W kolejnych latach inwestycje w telekomunikacji także powinny być w
dużym stopniu uzależnione od krajowych czynników gospodarczych (na
które wpływa sytuacja na świecie) oraz przełomu technologicznego
związanego z siecią nowej generacji. Według danych GUS, już w 2010 roku
wzrosło średnie roczne tempo PKB, choć średnia roczna stopa inwestycji
w całej gospodarce spadła z 21,2% w 2009 roku do 19,5% w 2010 roku.
Prognozy są optymistyczne i zakładają w 2013 roku średnie roczne tempo
wzrostu PKB na poziomie wyższym o 1,4 punktu procentowego w stosunku do
2010 roku. Prognozowany jest także wyraźny wzrost średniej rocznej
stopy inwestycji we wszystkich sektorach przemysłu. Korzystne prognozy
dla gospodarki zatrzymały spadające wydatki inwestycyjne w
telekomunikacji w 2010 r., jednak nadal nie dają impulsu do zwiększania
ich w kolejnych latach. Nastroje na rynku telekomunikacyjnym są coraz
lepsze, co pokazuje Wskaźnik Koniunktury Telekomunikacyjnej PMR.

Według wartości Wskaźnika Koniunktury Telekomunikacyjnej PMR,
wydatki inwestycyjne powinny zacząć wzrastać już w 2010 roku, jednak
operatorzy nadal wstrzymują inwestycje. W 2010 roku większość
operatorów obniżyło inwestycje w stosunku do ubiegłego roku, jednak za
niezmienny poziom wydatków na rynku telekomunikacyjnym odpowiada kilku
operatorów.

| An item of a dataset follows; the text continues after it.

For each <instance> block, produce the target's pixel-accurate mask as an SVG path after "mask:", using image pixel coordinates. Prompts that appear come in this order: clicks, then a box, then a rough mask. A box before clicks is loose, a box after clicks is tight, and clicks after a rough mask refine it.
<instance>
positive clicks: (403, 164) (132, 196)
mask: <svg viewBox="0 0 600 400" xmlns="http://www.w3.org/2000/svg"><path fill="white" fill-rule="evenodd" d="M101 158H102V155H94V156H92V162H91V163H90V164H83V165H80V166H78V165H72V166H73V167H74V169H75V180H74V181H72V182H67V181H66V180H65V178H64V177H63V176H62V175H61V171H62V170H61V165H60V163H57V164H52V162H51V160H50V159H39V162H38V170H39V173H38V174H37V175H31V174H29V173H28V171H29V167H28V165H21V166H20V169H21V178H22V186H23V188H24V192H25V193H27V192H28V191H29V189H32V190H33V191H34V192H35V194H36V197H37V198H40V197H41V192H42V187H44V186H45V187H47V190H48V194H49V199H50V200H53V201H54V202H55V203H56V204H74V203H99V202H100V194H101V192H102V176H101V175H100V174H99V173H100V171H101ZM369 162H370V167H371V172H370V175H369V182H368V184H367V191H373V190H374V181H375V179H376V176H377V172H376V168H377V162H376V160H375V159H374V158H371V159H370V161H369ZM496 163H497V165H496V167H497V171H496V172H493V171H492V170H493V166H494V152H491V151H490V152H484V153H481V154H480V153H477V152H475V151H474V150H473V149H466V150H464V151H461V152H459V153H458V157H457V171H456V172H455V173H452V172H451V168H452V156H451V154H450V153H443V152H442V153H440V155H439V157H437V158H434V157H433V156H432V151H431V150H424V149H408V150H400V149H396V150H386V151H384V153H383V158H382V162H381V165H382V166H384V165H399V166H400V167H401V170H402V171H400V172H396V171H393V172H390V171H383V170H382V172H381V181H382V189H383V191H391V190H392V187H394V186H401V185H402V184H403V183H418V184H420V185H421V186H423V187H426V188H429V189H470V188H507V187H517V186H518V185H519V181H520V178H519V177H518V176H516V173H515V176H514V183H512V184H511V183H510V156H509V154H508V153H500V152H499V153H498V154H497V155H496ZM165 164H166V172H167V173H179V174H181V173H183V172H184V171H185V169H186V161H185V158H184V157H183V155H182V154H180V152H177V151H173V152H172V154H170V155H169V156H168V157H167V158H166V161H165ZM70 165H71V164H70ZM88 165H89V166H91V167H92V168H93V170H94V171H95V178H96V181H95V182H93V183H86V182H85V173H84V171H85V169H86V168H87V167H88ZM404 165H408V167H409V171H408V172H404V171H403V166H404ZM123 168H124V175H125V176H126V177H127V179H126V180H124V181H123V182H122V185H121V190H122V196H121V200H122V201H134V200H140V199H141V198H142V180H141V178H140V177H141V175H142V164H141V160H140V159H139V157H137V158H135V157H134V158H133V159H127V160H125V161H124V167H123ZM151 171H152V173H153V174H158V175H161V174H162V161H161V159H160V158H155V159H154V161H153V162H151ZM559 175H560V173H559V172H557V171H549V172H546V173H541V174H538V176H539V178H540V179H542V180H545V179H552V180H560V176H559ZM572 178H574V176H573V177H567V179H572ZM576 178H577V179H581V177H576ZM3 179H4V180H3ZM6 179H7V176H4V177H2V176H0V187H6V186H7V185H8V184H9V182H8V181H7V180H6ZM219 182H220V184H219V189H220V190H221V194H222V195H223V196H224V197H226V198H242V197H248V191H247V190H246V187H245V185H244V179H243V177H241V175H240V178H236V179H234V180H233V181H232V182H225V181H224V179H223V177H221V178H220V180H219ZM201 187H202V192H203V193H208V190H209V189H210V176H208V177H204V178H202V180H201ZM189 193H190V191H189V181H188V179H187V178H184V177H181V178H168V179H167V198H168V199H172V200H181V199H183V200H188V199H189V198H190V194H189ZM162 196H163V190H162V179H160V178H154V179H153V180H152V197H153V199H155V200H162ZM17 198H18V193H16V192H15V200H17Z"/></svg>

Największy wpływ na zachowanie tego poziomu miała
Telekomunikacja Polska SA. Po raz kolejny należy podkreślić istotne
znaczenie podpisanego Porozumienia TP-UKE, w ramach którego TP
wybudowało już 462 tys. linii dostępu szerokopasmowego.

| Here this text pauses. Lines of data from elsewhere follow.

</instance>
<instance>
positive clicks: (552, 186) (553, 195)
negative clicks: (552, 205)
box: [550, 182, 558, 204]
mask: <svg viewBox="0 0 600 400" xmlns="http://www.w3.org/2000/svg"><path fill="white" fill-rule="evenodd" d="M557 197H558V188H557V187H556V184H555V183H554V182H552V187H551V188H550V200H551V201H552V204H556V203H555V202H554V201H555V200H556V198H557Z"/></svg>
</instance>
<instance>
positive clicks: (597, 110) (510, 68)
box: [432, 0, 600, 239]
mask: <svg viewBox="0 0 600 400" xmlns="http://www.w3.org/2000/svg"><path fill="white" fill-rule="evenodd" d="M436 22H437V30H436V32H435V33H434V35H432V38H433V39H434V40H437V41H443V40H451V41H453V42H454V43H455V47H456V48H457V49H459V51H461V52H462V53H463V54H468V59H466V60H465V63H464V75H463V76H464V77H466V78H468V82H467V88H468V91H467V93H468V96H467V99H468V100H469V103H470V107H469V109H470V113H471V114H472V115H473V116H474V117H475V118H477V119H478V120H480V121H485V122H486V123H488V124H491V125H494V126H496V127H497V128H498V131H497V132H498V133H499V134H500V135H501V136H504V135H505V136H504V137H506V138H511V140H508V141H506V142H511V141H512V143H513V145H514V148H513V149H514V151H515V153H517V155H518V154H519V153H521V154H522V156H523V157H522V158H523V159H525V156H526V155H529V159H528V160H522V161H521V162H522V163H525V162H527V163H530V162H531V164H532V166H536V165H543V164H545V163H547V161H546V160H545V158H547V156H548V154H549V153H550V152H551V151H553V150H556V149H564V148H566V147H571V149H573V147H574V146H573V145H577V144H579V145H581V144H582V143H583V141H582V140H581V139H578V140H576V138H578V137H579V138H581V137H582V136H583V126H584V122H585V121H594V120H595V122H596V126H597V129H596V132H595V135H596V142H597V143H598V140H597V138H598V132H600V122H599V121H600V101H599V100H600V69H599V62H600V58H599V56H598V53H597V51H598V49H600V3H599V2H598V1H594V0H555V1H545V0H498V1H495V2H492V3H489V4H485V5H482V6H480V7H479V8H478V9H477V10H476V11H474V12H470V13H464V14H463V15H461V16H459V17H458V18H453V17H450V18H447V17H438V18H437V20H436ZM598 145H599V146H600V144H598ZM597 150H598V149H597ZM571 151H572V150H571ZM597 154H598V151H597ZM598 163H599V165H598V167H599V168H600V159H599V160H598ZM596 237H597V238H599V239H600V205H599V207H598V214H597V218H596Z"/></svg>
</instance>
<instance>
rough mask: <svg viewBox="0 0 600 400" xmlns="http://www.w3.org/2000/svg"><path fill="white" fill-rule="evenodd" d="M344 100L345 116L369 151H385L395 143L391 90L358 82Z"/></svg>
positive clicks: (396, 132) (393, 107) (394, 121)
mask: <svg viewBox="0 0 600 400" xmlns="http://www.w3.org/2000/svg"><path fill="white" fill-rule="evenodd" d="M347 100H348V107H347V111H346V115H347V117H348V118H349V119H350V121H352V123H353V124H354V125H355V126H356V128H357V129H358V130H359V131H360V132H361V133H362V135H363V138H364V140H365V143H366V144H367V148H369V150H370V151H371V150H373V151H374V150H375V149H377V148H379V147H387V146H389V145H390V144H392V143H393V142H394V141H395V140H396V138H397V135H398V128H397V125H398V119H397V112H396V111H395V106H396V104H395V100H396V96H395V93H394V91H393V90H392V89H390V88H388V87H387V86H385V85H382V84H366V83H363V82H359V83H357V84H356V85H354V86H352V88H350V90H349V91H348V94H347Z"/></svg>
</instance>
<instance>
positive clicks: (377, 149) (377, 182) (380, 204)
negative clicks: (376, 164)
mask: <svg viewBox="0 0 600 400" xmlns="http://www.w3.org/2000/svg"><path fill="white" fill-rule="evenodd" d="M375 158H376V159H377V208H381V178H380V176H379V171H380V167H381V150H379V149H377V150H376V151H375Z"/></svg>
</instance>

TP pomoże także w utrzymaniu stałego poziomu inwestycji na rynku w
2011 roku, jeśli planowane wydatki przez operatorów nie zostaną
skorygowane. Większość przedsiębiorców planuje nieznaczne zwiększenie
wydatków w 2011 roku. Sytuacja gospodarcza na świecie nadal wydaje się
wpływać na podejmowanie decyzji inwestycyjnych, co uwidacznia się w
stałym poziomie inwestycji (2009-2011 r.). Pozostaje mieć nadzieję, że
znaczny zwrot technologiczny na świecie w kierunku sieci NGA przełoży
się także na inwestycje telekomunikacyjne w Polsce.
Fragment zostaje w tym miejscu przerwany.